Plug-in air fresheners or stand-alone fan fresheners are very toxic, as are some candles, especially scented ones (except unscented beeswax candles).
Avoid placing a canary's cage where it is in a draft, or be in full glare of sunlight without any shade available. If you let your canary out to fly about for exercise, always cover mirrors and windows, as they may fly into them and break their neck.
A number of houseplants/cut flowers are very poisonous to canaries (as are some herbs), so never let them nibble leaves of houseplants. Be very wary, as canaries love to eat greens of all kinds! Safe plants include spider plants, african violets and boston ferns. Clean water must be available for drinking and separate water should be made available for bathing.
Food dishes/cage parts can be safely sterilized in a hot dishwasher or in baby-bottle fluid such as diluted Milton. When it comes to disease, prevention is better than cure. Canaries should be examined for mites and, if mites are found (especially easy to spot around the neck and rump) they can be treated with over-the-counter medication (canary mites don't bite humans). Abnormalities of the skin and feet may be caused by mites and this can also be treated with over-the-counter pet medication. Be aware that dietary problems can cause skin, foot, and feather problems that may look as if they are due to mite damage, so before treating with any drug, get an experienced opinion from a good avian vet on the actual cause of the condition.
Canaries love bathing and should be allowed to bathe often. Offer cold water for them to bathe in, as it improves their feather condition. Warm water, on the other hand, will strip essential oils from the feathers, and may encourage itching and picking, rather than preening. Plentiful time to bathe is especially important to a canary during the moult.
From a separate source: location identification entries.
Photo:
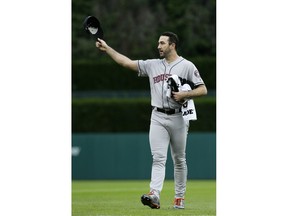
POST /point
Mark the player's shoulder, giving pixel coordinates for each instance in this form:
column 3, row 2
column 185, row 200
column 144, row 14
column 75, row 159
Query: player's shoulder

Canary Incubation: 13 - 14 Days
Please refer to this website to find out more about the varieties & species.
Canaries were first bred in captivity in the 1600s. They were brought over by Spanish sailors to Europe. Monks started breeding them and only sold the males (which sing). This kept the birds in short supply and drove the price up. Eventually Italians obtained hens and were able to breed the birds themselves. This made them very popular and resulted in many breeds arising and the birds being bred all over Europe.
The same occurred in England. First the birds were only owned by the rich but eventually the local citizens started to breed them and, again, they became very popular. Many breeds arose through selective breeding.